33.4. Concluding Remarks

Bacteria have very dynamic and complex responses to Ca²⁺. Over the past 10 years, the evidence that bacteria utilize Ca²⁺ for signaling has grown, yet important pieces are still missing. An area that needs study is on intracellular Ca²⁺ signaling. While a number of Ca²⁺ sensors and Ca²⁺-dependent regulatory systems have been shown to regulate essential functions, most of the findings are of correlative nature with no direct experimental evidence linking the changes in the intracellular Ca²⁺ to the regulation of transcription or translation.
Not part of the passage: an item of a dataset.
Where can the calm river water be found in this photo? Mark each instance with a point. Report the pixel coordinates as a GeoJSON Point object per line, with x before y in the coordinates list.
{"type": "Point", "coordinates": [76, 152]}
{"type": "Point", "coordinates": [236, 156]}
Even less is known about how the amplitude and the frequency of intracellular Ca²⁺ signals modulate the response. An interesting aspect is the conservation of many Ca²⁺-binding domains in eukaryotes and bacteria indicating an evolutionary lineage between Ca²⁺ signaling networks in these domains of life. One technical problem, that is worth mentioning, is the disregard for the presence of Ca²⁺ in commonly used rich bacteriological growth media, such as LB or BHI. Consequently, Ca²⁺ regulation of the resultant bacterial phenotypes may be underestimated. Overall, Ca²⁺ signaling in bacteria is an exciting and quickly developing field, which is providing not only the fundamental understanding of bacterial life and evolution but also generating insights into the regulation of bacterial pathogenicity.